The Bush administration has indicated plans to study whether to develop a new nuclear penetrator for deeply buried targets (see GSN, Oct. 10) and whether to lift the moratorium on underground nuclear tests in the future to assure the viability of new nuclear weapon designs (see GSN, Oct. 22).

The lack of progress in nuclear disarmament “can be traced in general to the continuing reliance on the doctrine of nuclear deterrence and the lack of an overall disarmament strategy,” ElBaradei said.

In an apparent critique of the Bush administration, he added:  “Some nuclear weapon states have reversed direction, by stressing the continuing value of nuclear weapons in defense of national security interests, including discussions of the feasibility of developing new types of nuclear weapons, and scenarios for the use of nuclear weapons against non-nuclear weapon states.”

A major theme of the NPT, opened for signature in 1968 and now encompassing 188 parties, was to bridge the divide between nuclear weapons states and non-nuclear weapons states, what then-U.S. president and sponsor of the Comprehensive Test Ban Treaty John F. Kennedy called the nuclear “haves and have-nots.”

“A key assumption at the core of the NPT was that the asymmetry between nuclear weapon states and non-nuclear weapon states would gradually disappear,” ElBaradei said.  The five nuclear weapons states that signed the treaty agreed at the time “to divest themselves of those weapons through ‘good faith’ negotiations,” he said.  All other signatories committed to “not acquire nuclear weapons, and to accept IAEA verification of all their peaceful nuclear activities, in return for access to peaceful nuclear technology,” he said.

“But the record on upholding those commitments is mixed,” ElBaradei said.  Recent activities by declared nuclear states, including the U.S. withdrawal from the 1972 Anti-Ballistic Missile Treaty earlier this year, threaten to broaden the divide and in the process make it more difficult to persuade states not to seek nuclear weapons or their delivery systems (see GSN, June 13).

For example, the NPT review conference in 2000 called for an “unequivocal undertaking” by nuclear weapon states to completely eliminate their nuclear arsenals.

“But a scant two years later,” according to ElBaradei, “we have moved sharply away from those commitments, with a number of the ‘13 steps’ toward nuclear disarmament — such as ‘irreversibility,’ ‘START II, START III and the ABM Treaty,’ further ‘unilateral’ reductions in nuclear arsenals, ‘increased transparency,’ ‘further reduction of nonstrategic nuclear weapons’ and ‘regular reports’ on the implementation of Article VI of the NPT — left without concrete follow-up actions and in some cases discarded.”

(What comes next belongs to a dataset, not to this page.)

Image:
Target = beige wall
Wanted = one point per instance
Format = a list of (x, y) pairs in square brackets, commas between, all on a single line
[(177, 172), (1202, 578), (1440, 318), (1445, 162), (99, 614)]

The setbacks include the rejection of the CTBT by the U.S. Senate in 1999, the scrapping of the ABM Treaty, as well as failure so far to negotiate a Fissile Material Cut-Off Treaty more than seven years after agreement was reached on a mandate, he said.  He also cited faltering progress on hammering out verification procedures for the Biological and Toxin Weapons Convention, negotiations the United States has opposed (see related GSN story, today).

“These regressions have led to stagnation in the disarmament process and have put a damper on the hopes for further progress,” ElBaradei said.

“The ability to move forward on nuclear nonproliferation, including meaningful cuts in nuclear arsenals, will depend heavily on the nuclear powers’ ability to develop alternative security strategies that do not feature nuclear deterrence,” he added.

As for the three nuclear powers that have not signed the NPT — India, Pakistan and Israel — ElBaradei said that they should be engaged rather than isolated.  “In my view, we should not continue to treat these states only as ‘outsiders,’ but rather induce them to act as partners in the global effort to consolidate the nonproliferation regime and to make progress in nuclear disarmament.”